MS SHAW:   In our respectful submission, there are two points that we take issue with.  The kind that your Honour is contemplating is merely a pistol or a shape that might, indeed, clearly not be the murder weapon and if that is right then it means that the actual reasoning being adopted is propensity reasoning because if it is not the murder weapon the step to identify him as the offender must include a propensity to access other guns and, indeed, to access the murder weapon because unless you can show that he accessed the murder weapon, unless you can show that it throws light on the probability of him accessing the murder weapon then it is not a circumstantial fact that adds to any of the other circumstances.

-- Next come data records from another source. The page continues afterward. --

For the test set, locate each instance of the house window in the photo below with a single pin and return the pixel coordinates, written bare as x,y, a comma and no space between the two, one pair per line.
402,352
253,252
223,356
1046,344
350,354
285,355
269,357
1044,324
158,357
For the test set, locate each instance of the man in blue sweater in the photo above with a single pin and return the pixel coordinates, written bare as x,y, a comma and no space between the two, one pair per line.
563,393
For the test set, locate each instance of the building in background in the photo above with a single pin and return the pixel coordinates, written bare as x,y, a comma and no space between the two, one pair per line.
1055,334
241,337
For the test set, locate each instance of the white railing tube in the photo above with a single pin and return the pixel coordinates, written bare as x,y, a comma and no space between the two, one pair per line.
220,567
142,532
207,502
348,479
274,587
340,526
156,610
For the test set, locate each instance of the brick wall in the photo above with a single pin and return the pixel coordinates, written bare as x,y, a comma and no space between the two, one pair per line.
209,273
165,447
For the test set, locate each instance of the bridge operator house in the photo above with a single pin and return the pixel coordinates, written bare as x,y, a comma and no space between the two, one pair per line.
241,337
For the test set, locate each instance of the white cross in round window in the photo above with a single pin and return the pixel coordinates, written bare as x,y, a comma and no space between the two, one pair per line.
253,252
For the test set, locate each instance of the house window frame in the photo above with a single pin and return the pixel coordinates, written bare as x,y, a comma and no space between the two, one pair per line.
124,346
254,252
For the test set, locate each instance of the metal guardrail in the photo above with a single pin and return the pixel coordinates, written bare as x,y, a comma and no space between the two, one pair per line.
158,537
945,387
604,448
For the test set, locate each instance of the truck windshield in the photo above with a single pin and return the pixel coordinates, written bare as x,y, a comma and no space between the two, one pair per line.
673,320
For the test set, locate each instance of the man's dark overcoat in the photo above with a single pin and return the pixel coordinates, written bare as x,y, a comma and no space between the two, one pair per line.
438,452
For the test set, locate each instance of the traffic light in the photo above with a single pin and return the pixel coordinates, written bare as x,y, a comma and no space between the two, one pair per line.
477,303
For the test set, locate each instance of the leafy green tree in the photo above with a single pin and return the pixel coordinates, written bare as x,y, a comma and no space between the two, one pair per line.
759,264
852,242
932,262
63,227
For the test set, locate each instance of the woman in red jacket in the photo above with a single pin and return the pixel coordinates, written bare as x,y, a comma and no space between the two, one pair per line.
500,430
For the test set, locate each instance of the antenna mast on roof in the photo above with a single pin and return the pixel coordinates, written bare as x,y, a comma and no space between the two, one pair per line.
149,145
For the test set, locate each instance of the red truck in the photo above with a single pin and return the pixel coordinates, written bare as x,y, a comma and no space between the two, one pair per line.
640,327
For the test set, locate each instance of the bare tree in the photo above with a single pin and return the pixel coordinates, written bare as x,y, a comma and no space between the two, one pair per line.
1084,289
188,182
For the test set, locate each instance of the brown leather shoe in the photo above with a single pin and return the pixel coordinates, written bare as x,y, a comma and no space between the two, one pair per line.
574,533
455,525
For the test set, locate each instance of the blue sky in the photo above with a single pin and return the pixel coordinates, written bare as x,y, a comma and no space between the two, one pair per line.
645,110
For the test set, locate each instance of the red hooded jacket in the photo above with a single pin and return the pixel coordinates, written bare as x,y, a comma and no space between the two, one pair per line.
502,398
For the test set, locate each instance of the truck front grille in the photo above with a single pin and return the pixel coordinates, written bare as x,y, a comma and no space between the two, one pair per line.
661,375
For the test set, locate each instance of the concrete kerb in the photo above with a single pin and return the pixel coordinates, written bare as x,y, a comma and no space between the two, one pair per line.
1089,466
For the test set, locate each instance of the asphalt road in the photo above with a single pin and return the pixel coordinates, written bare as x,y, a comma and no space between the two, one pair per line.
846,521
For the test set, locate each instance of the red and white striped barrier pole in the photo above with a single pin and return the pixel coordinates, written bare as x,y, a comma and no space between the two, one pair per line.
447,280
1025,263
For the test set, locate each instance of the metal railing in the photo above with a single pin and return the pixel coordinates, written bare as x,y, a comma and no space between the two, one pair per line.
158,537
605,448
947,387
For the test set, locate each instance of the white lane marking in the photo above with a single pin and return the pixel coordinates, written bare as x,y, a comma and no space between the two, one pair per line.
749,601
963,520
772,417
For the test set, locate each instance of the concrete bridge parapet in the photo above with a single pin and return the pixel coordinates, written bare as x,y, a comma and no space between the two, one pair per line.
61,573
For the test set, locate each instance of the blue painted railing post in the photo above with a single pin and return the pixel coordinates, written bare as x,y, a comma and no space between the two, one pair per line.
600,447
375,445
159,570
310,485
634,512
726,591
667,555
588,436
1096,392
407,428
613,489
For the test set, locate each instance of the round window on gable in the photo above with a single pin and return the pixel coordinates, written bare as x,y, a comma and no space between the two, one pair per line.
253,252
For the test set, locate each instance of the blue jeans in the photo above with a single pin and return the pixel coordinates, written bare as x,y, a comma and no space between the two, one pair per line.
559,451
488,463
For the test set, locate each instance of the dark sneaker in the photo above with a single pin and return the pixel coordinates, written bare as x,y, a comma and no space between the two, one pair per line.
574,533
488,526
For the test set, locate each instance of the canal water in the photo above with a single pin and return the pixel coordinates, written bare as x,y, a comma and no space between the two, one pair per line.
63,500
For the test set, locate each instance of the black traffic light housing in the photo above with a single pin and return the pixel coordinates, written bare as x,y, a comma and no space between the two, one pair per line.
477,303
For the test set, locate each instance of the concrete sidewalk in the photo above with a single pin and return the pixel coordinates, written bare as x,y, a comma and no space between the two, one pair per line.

BELL J:   I think I understand the argument.

NETTLE J:   Could I just ask you, did Ms Pascoe’s evidence exclude the possibility that the weapon or at least one of the weapons which she said she saw could have been one of the five kinds of firearm identified by the examiner of firearms as the murder weapon?

MS SHAW:   It excludes the Glocks and that was one of the five – two of the five and there were no others that were included.  In effect, she identified one that was excluded and she said there were no similar features to any of the others.  The others were the Glocks that were in – or two Glocks that were in the particular photographs.

NETTLE J:   So, in effect, her evidence was that what I saw, these are my words, were weapons which could not have been any one of the five firearms that was possibly the murder weapon.

MS SHAW:   That is our submission because the one she could identify was not and she was shown sheets that had other weapons and there were no features similar. 

NETTLE J:   That evidence was not dependent upon what Ms Castle said about what she saw of the weapon, it was simply by comparing Ms Pascoe’s evidence with the evidence of the examiner of firearms. 

MS SHAW:   Yes, and with the sheets of photographs she was shown.

NETTLE J:   Yes, thank you.

MS SHAW:   Perhaps we can add to our submission, your Honours, that importantly – if I might briefly be permitted to refer to what the Court – and I will just give the Court the relevant passages in those High Court decisions of Thompson and Wran (1968) 117 CLR 313. The emphasis by the Court in each case, as I have said, was identity and, in the joint judgment of Chief Justice Barwick and Justice Menzies, his Honour at page 315 indicated that as part of the evidence to identify the prisoners with the crimes, possession of the kits for opening safes was sought to be led. His Honour said at 316 at the bottom of the page:

in the absence of some special connexion –

they were inadmissible in addition to being unable to identify the prisoner with the crime.  At page 317, line 9, “beyond telling the tale of their criminal propensity”.  Similarly, his Honour Chief Justice Barwick in Driscoll (1997) 137 CLR 517, Justice Gibbs at page 332 pointed out that:

The crucial issue in the case was one of identity . . . The fact that the applicant had a number of weapons –

in his possession:

was not probative of –

him having committed the crime.  Similarly, in dealing with the incident involving Moore at page 335, line 2, the incident in which the “black gun” was used, it was not shown to have had any connection whatever with the death of Maloney and, therefore, it showed the applicant had a gun and was prepared to use it and that this was propensity use.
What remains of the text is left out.